The state of lung cancer in Nevada, 2025: Progress, setbacks and the road ahead
11 November, 2025
In Nevada, the landscape of lung cancer in 2025 shows a mixed picture. On one hand, some screening indicators ticked upward or held steady. On the other, the state regressed in critical areas of early diagnosis, treatment rates and surgery — putting Nevada further behind in the national effort to reduce lung-cancer burden. Here's a look at the State of Lung Cancer 2025 from a report by the American Lung Association:
What’s improving
- Nevada improved its ranking for lung-cancer screening: moving from 43rd out of 51 in 2024 to 42nd in 2025. Although still categorized as “Below Average,” it is a small step forward.

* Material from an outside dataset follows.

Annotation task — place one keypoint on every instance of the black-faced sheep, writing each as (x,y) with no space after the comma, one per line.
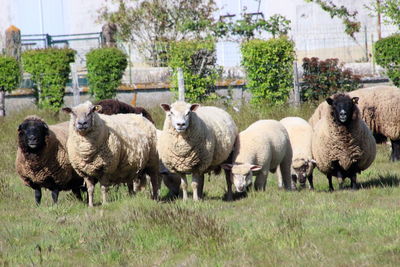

- The rate of new lung-cancer cases in Nevada remained low: the state holds 8th place out of 51 for new cases in both 2024 and 2025, in a category labelled “Above Average.”
- Two risk-factor indicators stayed unchanged – insurance coverage of comprehensive biomarker testing remains not required in Nevada, and radon exposure ranking (12th of 51, Above Average) and adult smoking (37th of 51, Below Average) remain focal points.
Where Nevada is falling behind
- Early diagnosis: In the 2024 report, Nevada ranked 46th of 47; in 2025 that ranking dropped to 49th of 50, and the status is now “Bottom.” Nationally, only about 28.1% of lung-cancer cases were caught early, but in Nevada it's just 22.2%.
- Lack of treatment: Nevada remains last in the nation. In 2024, the report noted 36.7 % of lung-cancer cases in Nevada received no treatment (versus a national rate of about 20.9 %). In 2025 the state again ranked 49th of 49, with treatment access described as “Bottom.”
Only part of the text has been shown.